For patients whose careful diagnostics exclude endometriosis, this moment is just as significant, often marking the start of a new stage in searching for health answers. Although ruling out endometriosis eliminates one of the hardest-to-treat causes of pelvic pain or fertility problems, it doesn’t resolve all health issues. Continued diagnostics are essential to investigate other potential gynecological, urological, gastroenterological, or neurological conditions that might cause similar symptoms. Collaboration with a doctor and openness to consulting various specialists enables more accurate identification of health problems and appropriate management. It’s equally important to maintain a healthy lifestyle, control risk factors, and regularly undergo preventive screenings. Physical activity, a balanced diet, good intimate hygiene, stress management, and support from a psychologist all help boost general well-being and aid in managing chronic symptoms, whatever their cause.
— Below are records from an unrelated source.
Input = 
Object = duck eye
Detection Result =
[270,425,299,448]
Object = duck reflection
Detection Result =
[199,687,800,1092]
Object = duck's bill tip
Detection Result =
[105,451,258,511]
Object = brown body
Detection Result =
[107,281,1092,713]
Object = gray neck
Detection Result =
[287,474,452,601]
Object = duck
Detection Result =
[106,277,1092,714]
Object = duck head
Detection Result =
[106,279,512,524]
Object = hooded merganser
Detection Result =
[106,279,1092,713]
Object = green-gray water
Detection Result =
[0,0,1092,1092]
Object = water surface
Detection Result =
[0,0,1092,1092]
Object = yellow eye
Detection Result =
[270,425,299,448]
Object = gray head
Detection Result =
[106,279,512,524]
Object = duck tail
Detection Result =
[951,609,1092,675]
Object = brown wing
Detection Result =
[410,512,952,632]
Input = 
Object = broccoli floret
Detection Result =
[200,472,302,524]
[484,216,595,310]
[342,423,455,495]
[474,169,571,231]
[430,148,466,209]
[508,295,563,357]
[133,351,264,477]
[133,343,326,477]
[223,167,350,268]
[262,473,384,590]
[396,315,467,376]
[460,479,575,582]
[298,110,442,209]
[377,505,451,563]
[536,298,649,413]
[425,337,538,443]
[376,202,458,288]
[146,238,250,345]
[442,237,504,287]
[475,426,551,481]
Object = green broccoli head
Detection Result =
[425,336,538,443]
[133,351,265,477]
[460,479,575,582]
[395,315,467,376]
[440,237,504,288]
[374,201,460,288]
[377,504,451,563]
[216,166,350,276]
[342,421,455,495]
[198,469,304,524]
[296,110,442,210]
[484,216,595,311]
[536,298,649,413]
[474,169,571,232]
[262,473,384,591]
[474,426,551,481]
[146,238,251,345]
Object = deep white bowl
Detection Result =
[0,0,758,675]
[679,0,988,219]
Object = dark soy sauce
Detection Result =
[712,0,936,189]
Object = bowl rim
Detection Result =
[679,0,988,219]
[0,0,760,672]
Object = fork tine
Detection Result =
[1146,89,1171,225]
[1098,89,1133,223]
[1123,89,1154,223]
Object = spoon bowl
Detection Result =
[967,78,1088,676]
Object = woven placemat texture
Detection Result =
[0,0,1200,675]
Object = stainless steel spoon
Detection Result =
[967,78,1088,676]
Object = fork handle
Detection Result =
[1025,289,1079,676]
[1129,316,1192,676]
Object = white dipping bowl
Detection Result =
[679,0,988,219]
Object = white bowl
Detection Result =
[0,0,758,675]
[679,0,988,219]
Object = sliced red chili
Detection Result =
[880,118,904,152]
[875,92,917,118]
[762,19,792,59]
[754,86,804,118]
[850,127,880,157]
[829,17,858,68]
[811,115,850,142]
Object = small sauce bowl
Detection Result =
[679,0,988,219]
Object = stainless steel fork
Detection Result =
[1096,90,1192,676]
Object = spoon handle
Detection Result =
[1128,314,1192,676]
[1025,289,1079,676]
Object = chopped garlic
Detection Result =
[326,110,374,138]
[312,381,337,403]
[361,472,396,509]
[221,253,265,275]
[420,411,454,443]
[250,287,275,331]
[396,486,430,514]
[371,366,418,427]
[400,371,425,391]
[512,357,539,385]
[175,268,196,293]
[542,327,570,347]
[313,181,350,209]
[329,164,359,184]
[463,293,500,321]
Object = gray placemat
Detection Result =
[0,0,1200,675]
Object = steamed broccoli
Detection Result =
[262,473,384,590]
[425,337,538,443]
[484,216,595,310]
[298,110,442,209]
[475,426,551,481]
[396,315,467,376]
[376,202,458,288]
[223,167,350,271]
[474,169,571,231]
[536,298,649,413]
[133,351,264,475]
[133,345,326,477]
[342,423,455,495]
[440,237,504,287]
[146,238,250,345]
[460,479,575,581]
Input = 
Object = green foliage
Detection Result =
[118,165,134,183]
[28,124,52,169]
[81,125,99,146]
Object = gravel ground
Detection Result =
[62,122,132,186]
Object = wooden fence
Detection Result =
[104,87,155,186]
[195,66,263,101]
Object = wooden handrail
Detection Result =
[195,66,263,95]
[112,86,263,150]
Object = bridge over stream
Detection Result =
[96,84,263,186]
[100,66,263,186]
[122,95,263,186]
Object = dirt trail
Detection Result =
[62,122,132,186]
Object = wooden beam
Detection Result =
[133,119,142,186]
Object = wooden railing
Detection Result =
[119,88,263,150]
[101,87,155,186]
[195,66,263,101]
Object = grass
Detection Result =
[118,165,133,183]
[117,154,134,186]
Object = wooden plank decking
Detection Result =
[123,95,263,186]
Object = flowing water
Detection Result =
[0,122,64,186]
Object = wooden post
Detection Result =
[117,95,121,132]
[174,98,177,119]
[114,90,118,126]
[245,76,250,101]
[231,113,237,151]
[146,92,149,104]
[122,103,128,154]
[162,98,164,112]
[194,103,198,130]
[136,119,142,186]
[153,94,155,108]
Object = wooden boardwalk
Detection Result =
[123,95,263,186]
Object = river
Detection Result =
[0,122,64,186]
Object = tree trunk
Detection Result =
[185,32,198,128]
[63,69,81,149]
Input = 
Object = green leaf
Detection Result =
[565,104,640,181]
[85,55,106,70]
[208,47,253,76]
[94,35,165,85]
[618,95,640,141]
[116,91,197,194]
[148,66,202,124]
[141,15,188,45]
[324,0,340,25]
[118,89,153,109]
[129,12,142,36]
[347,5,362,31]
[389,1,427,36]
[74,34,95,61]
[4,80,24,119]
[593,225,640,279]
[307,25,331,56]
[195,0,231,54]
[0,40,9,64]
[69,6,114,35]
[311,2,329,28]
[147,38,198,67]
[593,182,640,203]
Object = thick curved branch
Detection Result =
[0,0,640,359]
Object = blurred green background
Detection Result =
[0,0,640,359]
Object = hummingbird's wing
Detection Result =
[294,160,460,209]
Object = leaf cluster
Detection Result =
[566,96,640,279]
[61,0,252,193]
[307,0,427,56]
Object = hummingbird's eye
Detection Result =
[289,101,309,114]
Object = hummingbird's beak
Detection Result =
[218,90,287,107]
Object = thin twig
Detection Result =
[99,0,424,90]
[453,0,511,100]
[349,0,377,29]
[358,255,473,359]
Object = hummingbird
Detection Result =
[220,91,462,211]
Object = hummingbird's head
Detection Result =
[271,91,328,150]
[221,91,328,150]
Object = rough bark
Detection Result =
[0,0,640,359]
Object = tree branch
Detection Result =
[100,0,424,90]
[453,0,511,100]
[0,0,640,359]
In both diagnosis and exclusion, women can seek many forms of support: self-help groups, online forums, educational programs, and individual expert consultations. Awareness of patient rights, available therapy options, and tools allowing ongoing contact with medical staff (e.g., telehealth visits, health monitoring apps) are additional tools for treatment or long-term gynecological health care. Regardless of diagnosis outcome, a holistic and proactive approach supports quicker recovery of balance and improvement in everyday life quality.
Summary
Endometriosis is a chronic disease that requires prompt diagnosis and comprehensive treatment. Recognizing the characteristic symptoms and risk factors facilitates early detection. Modern diagnostics such as ultrasound, MRI, and laparoscopy ensure precise assessment. Pharmacological and surgical treatments bring relief and improve comfort. Specialist support, a proper diet, and physical activity further support therapy. Regardless of diagnosis results, always consult a doctor and implement actions to improve daily functioning and well-being.